If we hadn’t had the wedding to attend, a great Saturday option would’ve been Eastern Market or Union Market.

Sunday:
We had another leisurely morning and ate breakfast in bed (brought back from Sunrise Cafe again). We walked around our neighborhood and then headed to lunch at Founding Farmers. This was our favorite meal of the trip — we shared the chicken and waffles and added a side of fries (so good!).

After lunch, we switched hotels so we could use points to redeem a free night at an SPG hotel. Then we headed over to the gardens at Dumbarton Oaks in Georgetown. This had been on my list of places to visit for a couple years, and the gardens are simply stunning. They reminded me quite a bit of the Boboli Gardens in Florence, and it felt like there were secret gardens and passages everywhere we turned. If it hadn’t been 95 degrees, I could’ve spent hours in this space with a good book. We explored the gardens — finding lots of shade! — and then took a leisurely stroll through the charming streets of Georgetown as we made our way to Georgetown University for a walk through the campus.

We continued making our way through Georgetown and browsed the stores on M Street, the main commercial drag of the neighborhood. By then, the heat was getting to us, so Rob suggested the best idea ever: Root Beer and Coke floats at Good Stuff Eatery. It’s been years since I’d had a Root Beer float, but it brought back the best memories of summer fun with my cousins. Not to mention, it definitely did the trick in helping to beat the heat.

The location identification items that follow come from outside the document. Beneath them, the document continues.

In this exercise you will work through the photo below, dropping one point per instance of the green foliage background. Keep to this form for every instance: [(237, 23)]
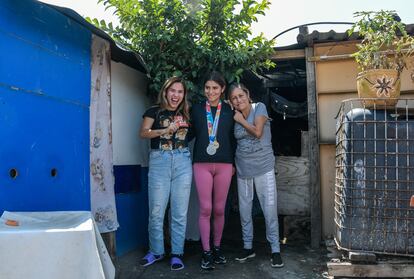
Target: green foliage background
[(191, 38), (385, 42)]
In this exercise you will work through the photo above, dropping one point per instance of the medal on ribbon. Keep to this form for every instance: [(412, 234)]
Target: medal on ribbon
[(212, 128)]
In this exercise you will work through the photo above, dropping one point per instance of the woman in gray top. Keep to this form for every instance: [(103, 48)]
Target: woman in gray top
[(255, 164)]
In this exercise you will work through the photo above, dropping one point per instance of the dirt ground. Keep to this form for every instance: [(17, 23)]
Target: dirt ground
[(300, 260)]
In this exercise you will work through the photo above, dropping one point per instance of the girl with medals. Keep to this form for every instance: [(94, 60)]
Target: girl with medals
[(213, 124), (255, 163), (170, 172)]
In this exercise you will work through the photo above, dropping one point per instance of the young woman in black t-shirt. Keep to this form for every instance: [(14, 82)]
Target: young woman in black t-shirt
[(213, 125), (170, 172)]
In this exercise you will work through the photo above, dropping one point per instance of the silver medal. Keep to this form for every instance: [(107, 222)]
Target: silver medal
[(211, 150)]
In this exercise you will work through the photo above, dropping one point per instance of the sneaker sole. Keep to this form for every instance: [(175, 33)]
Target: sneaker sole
[(153, 262), (277, 265), (207, 267), (246, 258)]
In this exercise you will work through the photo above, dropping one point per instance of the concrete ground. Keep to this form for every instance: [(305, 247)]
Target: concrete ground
[(300, 260)]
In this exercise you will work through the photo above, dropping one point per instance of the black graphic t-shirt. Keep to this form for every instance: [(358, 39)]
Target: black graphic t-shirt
[(225, 134), (162, 119)]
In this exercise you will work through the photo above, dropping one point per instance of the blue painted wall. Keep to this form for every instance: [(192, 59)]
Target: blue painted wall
[(44, 109), (131, 188)]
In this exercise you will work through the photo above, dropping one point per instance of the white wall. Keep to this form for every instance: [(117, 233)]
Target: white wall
[(129, 102)]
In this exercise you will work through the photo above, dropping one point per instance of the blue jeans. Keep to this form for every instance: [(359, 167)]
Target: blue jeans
[(169, 178)]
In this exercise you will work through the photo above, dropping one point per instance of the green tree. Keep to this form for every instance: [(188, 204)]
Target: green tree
[(189, 38)]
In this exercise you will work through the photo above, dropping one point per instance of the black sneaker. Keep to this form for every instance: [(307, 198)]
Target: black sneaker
[(276, 260), (207, 260), (219, 258), (246, 254)]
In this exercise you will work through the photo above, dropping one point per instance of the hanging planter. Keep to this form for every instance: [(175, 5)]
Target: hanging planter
[(384, 84), (382, 55)]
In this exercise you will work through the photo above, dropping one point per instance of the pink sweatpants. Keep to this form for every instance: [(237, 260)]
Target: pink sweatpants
[(213, 183)]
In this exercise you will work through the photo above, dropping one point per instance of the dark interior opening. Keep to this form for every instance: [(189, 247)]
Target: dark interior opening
[(283, 90)]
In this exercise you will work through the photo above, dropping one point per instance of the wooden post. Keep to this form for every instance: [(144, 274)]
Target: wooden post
[(314, 170)]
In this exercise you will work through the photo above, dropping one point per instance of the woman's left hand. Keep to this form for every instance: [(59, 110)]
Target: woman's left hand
[(238, 116)]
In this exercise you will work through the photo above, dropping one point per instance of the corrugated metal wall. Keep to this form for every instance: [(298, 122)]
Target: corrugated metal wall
[(44, 109)]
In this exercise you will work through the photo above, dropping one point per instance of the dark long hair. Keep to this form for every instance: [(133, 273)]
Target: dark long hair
[(216, 77), (183, 108)]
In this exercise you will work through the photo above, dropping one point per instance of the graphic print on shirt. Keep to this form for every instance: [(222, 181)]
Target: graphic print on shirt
[(177, 140)]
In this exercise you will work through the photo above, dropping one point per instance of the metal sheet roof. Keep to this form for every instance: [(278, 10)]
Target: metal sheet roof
[(118, 52)]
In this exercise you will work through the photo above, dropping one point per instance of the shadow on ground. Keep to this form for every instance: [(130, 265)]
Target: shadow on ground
[(300, 260)]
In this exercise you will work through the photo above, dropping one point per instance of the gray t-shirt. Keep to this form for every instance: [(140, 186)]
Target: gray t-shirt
[(254, 156)]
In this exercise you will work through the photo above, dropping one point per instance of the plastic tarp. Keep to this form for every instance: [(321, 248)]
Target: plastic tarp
[(62, 244)]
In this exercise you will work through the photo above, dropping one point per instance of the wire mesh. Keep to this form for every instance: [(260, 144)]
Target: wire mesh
[(375, 177)]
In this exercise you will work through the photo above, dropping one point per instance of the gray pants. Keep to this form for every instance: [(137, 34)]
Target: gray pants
[(266, 192)]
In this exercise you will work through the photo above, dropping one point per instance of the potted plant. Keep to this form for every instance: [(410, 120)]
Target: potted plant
[(382, 55)]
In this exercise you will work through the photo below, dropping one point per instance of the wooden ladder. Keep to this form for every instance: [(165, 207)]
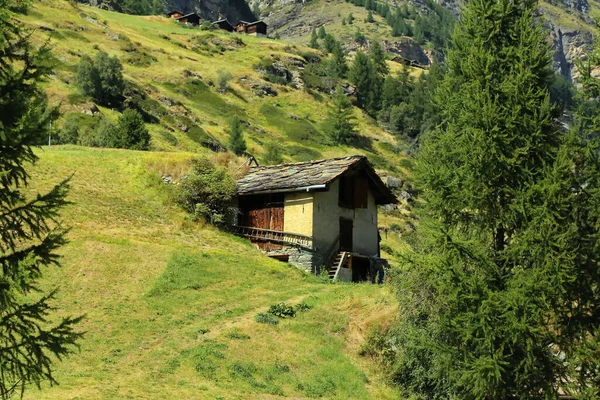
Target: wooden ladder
[(338, 263)]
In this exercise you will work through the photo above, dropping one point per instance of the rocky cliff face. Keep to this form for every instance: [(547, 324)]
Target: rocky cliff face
[(233, 10)]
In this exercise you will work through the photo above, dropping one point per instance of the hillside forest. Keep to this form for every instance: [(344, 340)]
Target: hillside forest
[(124, 138)]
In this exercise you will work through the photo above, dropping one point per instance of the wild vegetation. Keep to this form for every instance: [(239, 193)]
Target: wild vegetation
[(499, 287), (32, 335)]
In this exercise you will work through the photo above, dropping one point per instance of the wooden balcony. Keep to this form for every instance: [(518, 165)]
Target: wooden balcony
[(271, 236)]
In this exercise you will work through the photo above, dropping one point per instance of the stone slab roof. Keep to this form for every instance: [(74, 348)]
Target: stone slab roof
[(306, 175)]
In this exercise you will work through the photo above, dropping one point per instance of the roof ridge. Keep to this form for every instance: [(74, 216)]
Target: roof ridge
[(358, 156)]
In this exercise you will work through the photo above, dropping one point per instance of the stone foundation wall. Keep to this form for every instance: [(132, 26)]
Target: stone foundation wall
[(301, 258)]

After a bit more window shopping, we headed down to the Georgetown waterfront for our dinner at Farmers Fishers Bakers. This restaurant came highly recommended by D.C. friends. It’s a great location, a huge menu, and so many fun cocktails. After dinner, we walked along the Georgetown waterfront all the way to the Lincoln Memorial. By then, the sun had set and the Lincoln looked so majestic lit up at night. It’s such a powerful experience to visit our nation’s monuments and memorials.

Monday:
We decided to spend Monday by the National Mall. We went to the Hirshhorn Museum for some contemporary and modern art, popped into the Museum of American History for a few minutes, and then went to the National Portrait Gallery. One of the great things about D.C. is that all the Smithsonian museums are free to visit, making bouncing around guilt-free. However, we definitely could’ve spent a lot more time at the National Portrait Gallery. Although we had been to that one before, it’s our favorite museum. It’s a fascinating look at American history through the lens of impactful Americans and their portraits.

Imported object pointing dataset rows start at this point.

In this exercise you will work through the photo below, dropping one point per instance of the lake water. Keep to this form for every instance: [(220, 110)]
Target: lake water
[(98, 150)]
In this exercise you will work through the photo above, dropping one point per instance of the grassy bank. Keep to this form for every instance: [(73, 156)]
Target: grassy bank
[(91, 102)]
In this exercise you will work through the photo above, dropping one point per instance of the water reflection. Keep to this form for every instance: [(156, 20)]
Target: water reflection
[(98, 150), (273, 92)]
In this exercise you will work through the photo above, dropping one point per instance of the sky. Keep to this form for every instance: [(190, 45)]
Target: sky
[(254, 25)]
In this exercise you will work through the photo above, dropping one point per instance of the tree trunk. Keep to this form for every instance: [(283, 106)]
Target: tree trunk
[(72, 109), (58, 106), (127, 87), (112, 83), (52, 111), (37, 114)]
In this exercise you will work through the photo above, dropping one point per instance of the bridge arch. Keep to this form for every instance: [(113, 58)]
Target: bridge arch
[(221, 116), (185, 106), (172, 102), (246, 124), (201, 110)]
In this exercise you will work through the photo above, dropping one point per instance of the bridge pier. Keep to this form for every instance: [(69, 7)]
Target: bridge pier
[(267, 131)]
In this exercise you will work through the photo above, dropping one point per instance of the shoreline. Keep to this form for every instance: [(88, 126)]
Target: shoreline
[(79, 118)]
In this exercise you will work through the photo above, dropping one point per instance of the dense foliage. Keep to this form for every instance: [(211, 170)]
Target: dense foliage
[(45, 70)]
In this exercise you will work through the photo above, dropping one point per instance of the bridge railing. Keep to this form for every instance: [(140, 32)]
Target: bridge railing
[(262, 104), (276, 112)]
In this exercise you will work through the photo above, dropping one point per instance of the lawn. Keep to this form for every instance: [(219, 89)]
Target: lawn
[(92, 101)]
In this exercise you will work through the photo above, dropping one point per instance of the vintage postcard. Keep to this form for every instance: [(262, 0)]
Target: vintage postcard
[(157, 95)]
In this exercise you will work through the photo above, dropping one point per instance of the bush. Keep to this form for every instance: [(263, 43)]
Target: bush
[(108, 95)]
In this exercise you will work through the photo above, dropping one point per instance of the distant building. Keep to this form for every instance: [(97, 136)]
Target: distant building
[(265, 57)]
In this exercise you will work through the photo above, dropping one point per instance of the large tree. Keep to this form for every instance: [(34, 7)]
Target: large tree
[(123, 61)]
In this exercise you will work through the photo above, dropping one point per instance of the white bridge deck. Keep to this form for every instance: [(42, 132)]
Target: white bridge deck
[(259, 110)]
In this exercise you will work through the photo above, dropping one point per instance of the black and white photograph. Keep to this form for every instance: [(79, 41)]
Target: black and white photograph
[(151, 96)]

After a morning of museum-hopping, we got a leisurely lunch at Zaytinya right across the National Portrait Gallery for some delicious Mediterranean food. After that, it was time to freshen up (again, the heat!) at our hotel, pack our things, and head to Arlington for our bus departure. It was a wonderful weekend celebrating dear friends and making memories for ourselves!

Tips:

  1. Always, always, always make a restaurant reservation if possible. All the restaurants we ate at are on Open Table, and we got to eat right when we were ready instead of waiting up to an hour and a half for a table.
  2. Walk as much as you can! Walking is always the best way to see a city, get a lay of the land, and find hidden gems.
  3. Look up the city’s event calendar ahead of time to see what free activities you can join (festivals, concerts, parades).